Christopher Coyne is the F.A. Harper Professor of Economics at George Mason University and the Associate Director of the F. A. Hayek Program for Advanced Study in Philosophy, Politics and Economics at the Mercatus Center. Coyne is also the North American Editor of The Review of Austrian Economics and a regular contributor to the blog Coordination Problem.

The Occupy Wall Street protests have popularized the distinction between the lowest 99% and the highest 1% of income earners. Prof. Chris Coyne suggests that a distinction between makers and the takers is a better way to understand the problems that the protesters decry.

There are makers and takers in all income brackets in society. Makers are individuals who produce things that people value. When people trade with makers, both parties are made better off. Put another way, trading with makers is a positive sum game. Takers, on the other hand, are individuals who redistribute or destroy value, which is a zero sum or negative sum game.

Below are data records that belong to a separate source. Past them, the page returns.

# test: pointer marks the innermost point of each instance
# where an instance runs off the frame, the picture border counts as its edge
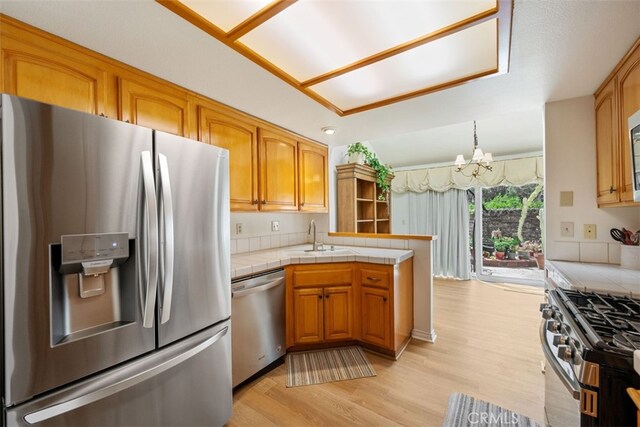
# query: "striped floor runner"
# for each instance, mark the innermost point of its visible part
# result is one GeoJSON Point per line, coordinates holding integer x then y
{"type": "Point", "coordinates": [322, 366]}
{"type": "Point", "coordinates": [463, 411]}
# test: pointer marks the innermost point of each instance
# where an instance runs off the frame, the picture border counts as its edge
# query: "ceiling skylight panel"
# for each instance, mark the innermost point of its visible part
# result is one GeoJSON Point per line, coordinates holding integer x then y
{"type": "Point", "coordinates": [225, 14]}
{"type": "Point", "coordinates": [463, 54]}
{"type": "Point", "coordinates": [313, 37]}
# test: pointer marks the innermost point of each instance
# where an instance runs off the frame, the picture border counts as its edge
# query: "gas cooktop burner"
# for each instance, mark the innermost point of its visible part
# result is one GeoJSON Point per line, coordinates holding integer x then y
{"type": "Point", "coordinates": [627, 341]}
{"type": "Point", "coordinates": [611, 322]}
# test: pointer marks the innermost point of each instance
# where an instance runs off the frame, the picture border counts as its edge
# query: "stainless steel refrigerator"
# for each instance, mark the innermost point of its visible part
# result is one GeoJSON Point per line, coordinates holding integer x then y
{"type": "Point", "coordinates": [115, 273]}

The Occupy Wall Street Movement is really about the protesters’ frustrations with the takers of society who fail to produce value for society, and instead, look to government to take wealth from others.

Coyne argues that we want a society with many makers and few takers. In order to obtain this outcome, we need to limit the takers by placing constraints on government, making it difficult to use government to take from the makers. Therefore, Occupy protesters worsen the situation when they ask for special government privileges such as eliminating student debt.